Background

Recent public comments to the Centers for Medicare & Medicaid Services ("CMS") shed light on the frustrations faced by physician-owned hospitals trying to expand.  On July 14, 2014, CMS issued a proposed rule to make changes to the data sources that may be used for physician-owned hospital expansion requests under the physician self-referral regulations.1 The Affordable Care Act ("ACA") amended the Physician Self-Referral Law ("Stark Law") to prohibit a physician-owned hospital from expanding its facility capacity unless it fell under an "applicable hospital" or "high Medicaid facility" exception. To date, CMS has required that hospitals use the Healthcare Cost Report Information System ("HCRIS") data to verify that expansion exception requirements were met. However, HCRIS data and the expansion exception process have been subject to criticism, as many otherwise eligible hospitals have not qualified for an exception due to the limitations of the data used.
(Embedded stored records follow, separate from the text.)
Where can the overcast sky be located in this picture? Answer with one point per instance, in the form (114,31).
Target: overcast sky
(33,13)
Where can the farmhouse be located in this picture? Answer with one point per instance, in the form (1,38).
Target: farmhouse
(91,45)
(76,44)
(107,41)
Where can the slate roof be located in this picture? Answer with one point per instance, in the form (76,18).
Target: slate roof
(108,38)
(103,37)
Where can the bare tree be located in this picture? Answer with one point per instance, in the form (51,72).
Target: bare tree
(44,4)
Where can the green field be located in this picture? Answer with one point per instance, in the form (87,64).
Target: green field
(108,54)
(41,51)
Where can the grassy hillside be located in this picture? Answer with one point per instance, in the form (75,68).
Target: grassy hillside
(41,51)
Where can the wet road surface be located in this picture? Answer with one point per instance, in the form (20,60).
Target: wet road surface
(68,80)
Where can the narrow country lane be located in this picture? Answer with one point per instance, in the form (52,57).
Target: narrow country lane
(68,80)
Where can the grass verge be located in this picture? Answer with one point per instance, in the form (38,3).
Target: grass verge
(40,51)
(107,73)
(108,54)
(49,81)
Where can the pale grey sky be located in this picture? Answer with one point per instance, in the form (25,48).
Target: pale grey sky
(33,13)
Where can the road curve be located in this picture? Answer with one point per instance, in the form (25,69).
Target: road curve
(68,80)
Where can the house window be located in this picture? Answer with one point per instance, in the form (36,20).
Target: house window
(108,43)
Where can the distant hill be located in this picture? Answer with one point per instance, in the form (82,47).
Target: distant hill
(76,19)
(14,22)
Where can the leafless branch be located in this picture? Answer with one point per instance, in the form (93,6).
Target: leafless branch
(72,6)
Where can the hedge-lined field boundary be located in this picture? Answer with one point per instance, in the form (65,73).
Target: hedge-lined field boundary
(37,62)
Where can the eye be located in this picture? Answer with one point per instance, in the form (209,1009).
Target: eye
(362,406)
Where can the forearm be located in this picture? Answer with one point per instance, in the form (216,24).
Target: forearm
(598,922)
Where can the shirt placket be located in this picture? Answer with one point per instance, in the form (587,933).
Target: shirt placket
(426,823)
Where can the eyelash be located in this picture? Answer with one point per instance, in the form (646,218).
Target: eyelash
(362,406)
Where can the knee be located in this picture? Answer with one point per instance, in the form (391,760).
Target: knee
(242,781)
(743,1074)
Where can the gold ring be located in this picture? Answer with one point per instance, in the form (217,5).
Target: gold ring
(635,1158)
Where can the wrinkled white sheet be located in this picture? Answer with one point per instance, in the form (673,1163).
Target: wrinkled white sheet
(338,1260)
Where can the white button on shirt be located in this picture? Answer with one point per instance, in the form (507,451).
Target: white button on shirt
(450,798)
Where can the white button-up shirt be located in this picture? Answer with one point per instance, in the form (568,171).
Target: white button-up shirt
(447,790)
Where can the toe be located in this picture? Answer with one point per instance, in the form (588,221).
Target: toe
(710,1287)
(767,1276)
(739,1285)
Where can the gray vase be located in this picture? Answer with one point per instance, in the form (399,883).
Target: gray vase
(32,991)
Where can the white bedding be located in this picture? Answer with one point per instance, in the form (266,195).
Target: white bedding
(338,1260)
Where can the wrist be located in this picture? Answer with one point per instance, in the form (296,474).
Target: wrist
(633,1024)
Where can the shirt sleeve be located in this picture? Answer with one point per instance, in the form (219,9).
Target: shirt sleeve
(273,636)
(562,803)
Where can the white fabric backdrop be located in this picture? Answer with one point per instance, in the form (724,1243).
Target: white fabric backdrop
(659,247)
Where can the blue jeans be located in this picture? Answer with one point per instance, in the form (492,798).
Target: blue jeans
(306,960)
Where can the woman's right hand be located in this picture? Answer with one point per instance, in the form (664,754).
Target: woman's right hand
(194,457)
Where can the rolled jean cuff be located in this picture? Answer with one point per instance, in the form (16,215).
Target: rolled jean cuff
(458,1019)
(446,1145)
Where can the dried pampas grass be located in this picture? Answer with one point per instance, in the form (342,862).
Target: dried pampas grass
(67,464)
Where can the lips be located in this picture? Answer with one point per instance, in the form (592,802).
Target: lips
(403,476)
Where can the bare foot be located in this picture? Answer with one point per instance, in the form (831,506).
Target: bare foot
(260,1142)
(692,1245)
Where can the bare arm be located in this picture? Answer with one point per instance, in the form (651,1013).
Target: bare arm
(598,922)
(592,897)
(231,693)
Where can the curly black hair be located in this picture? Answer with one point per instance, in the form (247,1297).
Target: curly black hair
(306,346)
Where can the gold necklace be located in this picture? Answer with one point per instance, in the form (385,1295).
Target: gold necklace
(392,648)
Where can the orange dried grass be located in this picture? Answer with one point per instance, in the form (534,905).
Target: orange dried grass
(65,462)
The proposed rule would allow physician-owned hospitals to use supplemental external and internal data sources to verify that the hospital meets expansion exception requirements. Furthermore, CMS has proposed to change the standard used to determine the "most recent fiscal year for which data are available" to be the year in which the data source(s) used in a particular expansion request contain sufficient data to perform the necessary calculations. CMS has also proposed an "actual notification" requirement for hospitals seeking an expansion exception, as well as an additional 180-day timeline for decision if a hospital uses supplemental data sources.

Comments Submitted to CMS

Supplemental Data. All commenters supported the use of supplemental internal and external data to determine the percentage of Medicaid admissions. Commenters stated that supplemental data is necessary because the HCRIS data, which actually measures Medicaid discharges, often does not accurately capture the number of Medicaid admissions.  The HCRIS data also does not take into account Medicaid managed care patients, which can comprise a large number of Medicaid admissions. Commenters also suggested that admission data would be more appropriate than discharge data in estimating the Medicaid admissions, as the language of the ACA in defining "applicable hospital" and "high Medicaid facility" repeatedly refers to admissions, rather than discharges. One commenter also suggested that supplemental data sources enumerated in the proposed rule would still not be helpful to physician-owned hospitals in meeting the exception requirements. That commenter reasoned: the Healthcare Cost and Utilization Project ("HCUP") data is not useful to hospitals in some states because not every state is required to report to HCUP; the Medicaid Statistical Information System  data does not provide sufficient detail at the state or county level to support exception criteria; and Medicaid Analytic Extract contains sensitive data, and all entities that use it must enter into a Data Use Agreement and pay a fee to access the data. Commenters requested other data sources to be considered, including Medicare Disproportionate Share Hospital determinations.

"Most Recent Fiscal Year" Standard. All commenters support revising the "most recent fiscal year" standard to allow physician-owned hospitals to use HCRIS data that would otherwise be considered incomplete. Most commenters requested either revision of the 6,100-hospital threshold (one hospital asked that it be lowered to 6,000) or that the threshold requirement be removed completely.

Notification. Most commenters did not support the "actual notification" requirement. Commenters stated that the intent of the ACA was to provide CMS with community input and that a rule requiring actual notification would go beyond the statutory intent.  Commenters stated that the current method of notification through a public website was sufficient.

Timeline for Decision. Commenters did not support the proposed additional 180-day timeline for supplemental data sources. Those commenters believe that the current time period is sufficient to allow CMS to act on an exception request and that the extension would unnecessarily delay the process. One commenter remarked that the 180-day period was especially unnecessary if the data was obtained from a State Medicaid Agency, which shows the percentage of Medicaid admissions for all hospitals in a county, because that agency would be the single, reliable source in that county.

Other Requests

Several commenters requested clarification on how supplemental data would be prioritized if contrary to HCRIS data. These commenters stated that there could be situations where the supplemental data would contradict the HCRIS data, which could allow a hospital to use a more favorable data set or not receive an exception because of HCRIS data when the supplemental data supports an exception. Commenters requested clarification on how CMS would handle these situations.  Commenters also asked CMS to retroactively apply the proposed expansion exception process to all applications previously filed.